Yes, there are the same winks and nods to iconic Star Trek moments that Abrams’ first outing at the helm of this ship had, and, yes, there are plenty of flashy lens flares and jokey one-liners from Dr. McCoy (Karl Urban). But Abrams has grown into a confident cinematic storyteller, capable of setting high stakes, staging impossible situations, and having his characters get out of them, one after another, with a combination of exciting action and just enough of their intellect.
If anything, “Star Trek Into Darkness” is Abrams doing his version of an Indiana Jones movie. An acolyte of George Lucas and Steven Spielberg (and who has recently landed the most thankless job in all of Hollywood: taking over Disney’s first Star Wars movie), Abrams knows how to wrench pure entertainment from serial-like action, while keeping a healthy dash of humor front and center.
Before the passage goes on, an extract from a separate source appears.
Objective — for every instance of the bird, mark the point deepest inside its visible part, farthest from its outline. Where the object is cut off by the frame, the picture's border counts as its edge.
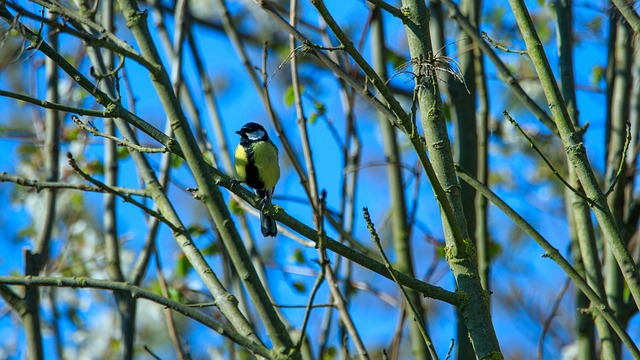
(256, 164)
He also has composer Michael Giacchino doing an effective job of making John Williams cry.
Impressive CGI art direction, a truly menacing villain (the great Benedict Cumberbatch), and a keen sense of pacing make Star Trek Into Darkness an easy movie to get swept up in. Abrams is counting on that, because he is treading familiar waters plot-wise. Because it still revolves around the fundamental difference in philosophy of Kirk and Spock, however, Star Trek Into Darkness feels like a Star Trek movie.
It’s almost as if Abrams and company knew this would probably be their last outing in the series, so they threw in everything they could think of.
It makes for one hell of a ride, and I wouldn’t want to be the guy that has to follow it up.